Head injuries range from cuts and scrapes, neck strains, all the way to a traumatic impact. Protecting your head should be a priority for all cyclists and wearing a properly fitted cycling helmet can reduce your risk of injury by up to 85%. 

Solution: In addition to wearing a helmet, learning how to protect yourself in the event of an accident is essential. When falling, keep your chin tucked to your chest and aim to absorb any impact with the back of your body. If your head connects with the pavement or a hard surface, always consult your doctor to eliminate the potential of concussion. 

Knee Pain

The repetitious nature of cycling puts significant strain on the joints of the knee. This can produce cyclist’s knee, strains, cartilage tears and wearing, or even end up contributing to long-lasting issues such as arthritis or chronic inflammation. Stiffness can also affect your ability to cycle and reduce your capacity to exercise, or carry heavy loads in daily life.

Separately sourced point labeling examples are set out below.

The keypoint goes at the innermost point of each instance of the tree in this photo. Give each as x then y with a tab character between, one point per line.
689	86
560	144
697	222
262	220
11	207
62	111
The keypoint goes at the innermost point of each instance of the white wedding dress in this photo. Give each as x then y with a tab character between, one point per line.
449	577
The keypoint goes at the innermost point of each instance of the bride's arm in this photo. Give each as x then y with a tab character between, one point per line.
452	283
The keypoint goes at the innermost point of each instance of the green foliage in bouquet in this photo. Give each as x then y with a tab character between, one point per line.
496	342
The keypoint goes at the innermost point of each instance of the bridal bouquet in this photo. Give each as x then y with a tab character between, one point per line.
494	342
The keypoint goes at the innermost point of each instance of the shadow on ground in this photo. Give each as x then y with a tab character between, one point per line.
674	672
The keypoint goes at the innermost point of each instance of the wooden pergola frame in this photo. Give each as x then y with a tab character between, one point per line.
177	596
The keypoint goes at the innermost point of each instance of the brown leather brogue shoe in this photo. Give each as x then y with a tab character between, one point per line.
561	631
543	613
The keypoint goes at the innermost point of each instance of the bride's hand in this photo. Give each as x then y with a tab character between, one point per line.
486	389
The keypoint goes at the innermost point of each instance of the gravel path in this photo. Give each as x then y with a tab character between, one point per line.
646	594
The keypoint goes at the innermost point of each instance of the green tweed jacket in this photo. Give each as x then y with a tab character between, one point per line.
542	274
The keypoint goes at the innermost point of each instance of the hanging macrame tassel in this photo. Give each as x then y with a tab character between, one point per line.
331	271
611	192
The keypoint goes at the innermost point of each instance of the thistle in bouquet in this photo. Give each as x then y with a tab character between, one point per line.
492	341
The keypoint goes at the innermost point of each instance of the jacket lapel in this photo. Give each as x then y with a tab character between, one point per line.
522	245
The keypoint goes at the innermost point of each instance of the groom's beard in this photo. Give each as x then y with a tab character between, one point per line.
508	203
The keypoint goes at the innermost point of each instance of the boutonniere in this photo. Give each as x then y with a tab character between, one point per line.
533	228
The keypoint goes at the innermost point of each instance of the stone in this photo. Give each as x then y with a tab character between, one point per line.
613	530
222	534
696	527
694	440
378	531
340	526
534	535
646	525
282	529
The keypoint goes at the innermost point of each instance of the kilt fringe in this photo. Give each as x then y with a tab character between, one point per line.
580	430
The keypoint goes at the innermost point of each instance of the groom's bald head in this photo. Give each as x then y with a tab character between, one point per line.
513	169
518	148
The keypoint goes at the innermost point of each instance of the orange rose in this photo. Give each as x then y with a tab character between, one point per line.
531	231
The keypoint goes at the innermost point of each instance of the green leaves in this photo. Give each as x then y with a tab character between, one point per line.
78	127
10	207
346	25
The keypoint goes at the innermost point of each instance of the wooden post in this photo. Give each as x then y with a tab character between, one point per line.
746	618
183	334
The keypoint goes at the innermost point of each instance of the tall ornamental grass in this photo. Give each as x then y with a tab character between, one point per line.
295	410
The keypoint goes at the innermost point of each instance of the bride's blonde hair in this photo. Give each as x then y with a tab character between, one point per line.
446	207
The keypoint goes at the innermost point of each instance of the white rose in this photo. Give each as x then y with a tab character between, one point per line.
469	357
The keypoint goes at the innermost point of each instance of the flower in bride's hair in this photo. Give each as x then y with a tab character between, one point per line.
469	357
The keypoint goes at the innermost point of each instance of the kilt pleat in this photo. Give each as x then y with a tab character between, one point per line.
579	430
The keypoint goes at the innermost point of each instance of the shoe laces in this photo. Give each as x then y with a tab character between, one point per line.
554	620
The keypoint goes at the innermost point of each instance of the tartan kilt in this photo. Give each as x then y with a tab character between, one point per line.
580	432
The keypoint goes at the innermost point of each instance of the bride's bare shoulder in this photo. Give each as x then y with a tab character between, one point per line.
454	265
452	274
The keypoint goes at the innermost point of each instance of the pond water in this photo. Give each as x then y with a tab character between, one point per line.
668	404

Solution: Checking the height of your saddle can help prevent overextension. Take the time to warm up correctly and moderate your training to build strength and flexibility, while allowing sufficient recovery time. 

What next?

Ultimately, understanding the risks – and how to avoid them – will have a positive impact on your cycling journey. This allows you to steadily build your fitness, travel and train safely, and enjoy cycling as a lifelong hobby that isn’t derailed by otherwise avoidable accidents.